Para especialistas, Future-se compromete autonomia universitária

A universidade pública brasileira é a instituição que mais faz pesquisa nesse país. 60% de toda a ciência que se produz no Brasil advém de 15 universidades

Agência Senado/Foto: Jefferson Rudy/Agência Senado
Publicada em 05 de novembro de 2019 às 09:02
Para especialistas, Future-se compromete autonomia universitária

Representantes do setor de educação criticaram a iniciativa do governo que busca atrair recursos financeiros a universidades e institutos federais de educação

Representantes do setor de educação criticaram o programa Future-se, em audiência pública na Comissão de Educação (CE) nesta segunda-feira (4). Segundo os especialistas, a iniciativa do governo que busca atrair recursos financeiros a universidades e institutos federais de educação, compromete a previsão constitucional de autonomia universitária.

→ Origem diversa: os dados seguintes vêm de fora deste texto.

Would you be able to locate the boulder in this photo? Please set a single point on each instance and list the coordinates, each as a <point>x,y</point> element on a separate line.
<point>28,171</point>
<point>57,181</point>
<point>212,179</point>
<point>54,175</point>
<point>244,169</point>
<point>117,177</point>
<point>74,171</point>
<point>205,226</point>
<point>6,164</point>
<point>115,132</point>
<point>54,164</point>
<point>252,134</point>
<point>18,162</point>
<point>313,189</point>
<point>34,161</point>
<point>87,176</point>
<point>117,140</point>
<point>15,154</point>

O conselheiro da Sociedade Brasileira para o Progresso da Ciência (SBPC), Carlos Alexandre Netto, afirmou que o Future-se está inserido “no momento em que as universidades não têm recursos para fechar o ano”, apesar da possibilidade de recursos adicionais, tendo em vista o congelamento de verbas a partir de emenda constitucional de 2017, o que gerou perdas presentes e futuras.

— A universidade pública brasileira é a instituição que mais faz pesquisa nesse país. 60% de toda a ciência que se produz no Brasil advém de 15 universidades. A colaboração com as empresas não representa novidade para as universidades. As ações do Future-se já são parte daquilo que elas fazem. O programa tem leitura muito aquém daquilo que nós já fazemos, foi elaborado sem a participação das universidades. Precisamos de uma instância de diálogo — ressaltou.

Privatização

Segunda secretária do Sindicato Nacional dos Docentes das Instituições de Ensino Superior (Andes), Jacqueline Rodrigues de Lima disse que não há dialogo possível com uma proposta de “privatização” de universidades públicas e institutos federais.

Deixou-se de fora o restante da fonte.